The neo-Endeks eventually became part of the Solidarity movement and--as the Real Poles—clashed with the largely-Jewish leftist-secularist KOR (KOMITET OBRONY ROBOTNIKOW) element. (p. 366, 368, 403, pp. 409-410). The latter came to embody the left-wing of the Solidarity movement, and its best-known member was Adam Michnik vel Szechter [who remains unrepentant for the crimes of his Communist father and brother to this day.] According to one former KOR member, were it not for Jaruzelski’s imposition of martial law in 1981, the Solidarity movement would probably eventually have split up—into the national-Catholic group and the Jewish-secularist-leftist group. (p. 409). [The long-term antipathy towards Polish patriotism and Catholicism, of the original KOR element, lives on, to this day, under the auspices of the leftist and Judeocentric GAZETA WYBORCZA.]

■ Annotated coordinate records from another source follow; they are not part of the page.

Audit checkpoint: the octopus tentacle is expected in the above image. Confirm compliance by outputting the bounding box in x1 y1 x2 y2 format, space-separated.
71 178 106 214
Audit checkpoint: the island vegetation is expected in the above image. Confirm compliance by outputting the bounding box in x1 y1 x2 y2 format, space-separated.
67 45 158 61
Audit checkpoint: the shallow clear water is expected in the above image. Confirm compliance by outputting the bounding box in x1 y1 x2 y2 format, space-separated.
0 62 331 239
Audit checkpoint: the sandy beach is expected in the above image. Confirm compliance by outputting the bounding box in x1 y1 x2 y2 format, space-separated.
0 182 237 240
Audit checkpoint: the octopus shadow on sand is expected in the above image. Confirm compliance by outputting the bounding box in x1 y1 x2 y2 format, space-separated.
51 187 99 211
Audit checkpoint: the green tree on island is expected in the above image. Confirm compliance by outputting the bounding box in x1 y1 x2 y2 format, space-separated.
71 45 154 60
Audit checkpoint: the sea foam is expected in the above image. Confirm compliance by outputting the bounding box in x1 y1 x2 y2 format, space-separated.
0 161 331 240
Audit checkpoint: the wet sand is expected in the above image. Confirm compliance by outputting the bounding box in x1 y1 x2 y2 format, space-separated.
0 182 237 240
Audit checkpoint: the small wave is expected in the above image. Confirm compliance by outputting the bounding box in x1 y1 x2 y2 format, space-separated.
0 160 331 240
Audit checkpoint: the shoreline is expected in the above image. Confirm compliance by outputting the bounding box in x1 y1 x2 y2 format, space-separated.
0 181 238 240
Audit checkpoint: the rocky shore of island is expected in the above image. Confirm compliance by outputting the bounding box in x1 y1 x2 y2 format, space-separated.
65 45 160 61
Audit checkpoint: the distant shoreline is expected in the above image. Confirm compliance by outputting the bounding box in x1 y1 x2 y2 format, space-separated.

Authors Chodakiewicz et al. (pp. 304-305) point out that today’s leftists and neo-Stalinists misrepresent Boleslaw Piasecki and his PAX, as an example of the Communists trying to revive pre-WWII Endek nationalism, or even of being Endek nationalists themselves! Against this nonsense, we must realize that the Communists had merely recruited Piasecki for propaganda purposes, that the Communists never had anything other than enmity against Polish patriotism, and that Piasecki had been an opportunist who had supported whatever was in vogue.

Today, leftists zero-in on marginal groups (e. g, a few Polish skinheads, and what may be called “lumpen-Endeks”) and propagandize them as representative components of the Polish national movement. (p. 470, 472). It is an obvious smear tactic.

Nowadays, the presumed unique evil of the Holocaust is used by leftists to falsely associate Nazism with the political right, and thereby to form a guilt-by-association for all rightists, including modern ones. The Holocaust is also used as a weapon, by left-wingers, for attacking Polish patriotic traditions and the Catholic Church. In addition, the monolithic focus on the Holocaust serves to deflect attention away from Communist crimes. (p. 525).


The modern Polish national movement is hardly a singularity. It is allied with similar movements in Europe, notably Jobbik in Hungary. (p. 484).

One goal of the Polish patriotic movement is to abolish the Round Table agreements and finally to end the harmful legacy of Communism. (p. 480). The long-taboo ZOLNIERZE WYKLECI (anti-Communist Polish freedom-fighting guerrillas) are finally honored, and the day to commemorate them has been set aside as March 1st. (p. 486).

There are many Polish nationalist activists. One of the most dynamic and popular of these is historian and publicist Leszek Zebrowski. (p. 441, 486-487, 494). Among classical Endeks, the works of Wojciech Wasiutynski especially continue to inspire young Polish nationalists. (pp. 390-393, 435, 440).

The first Independence Day march, in 2010, drew 5,000 marchers. In 2011, it was 20,000. In 2012 and 2013, there were 80,000 participants. (p. 480). Leftist counter-demonstrators tried to slander and physically assault the Polish patriots, but their hysterics have waned in recent years.

All indicators point to the Polish national movement growing in size and influence.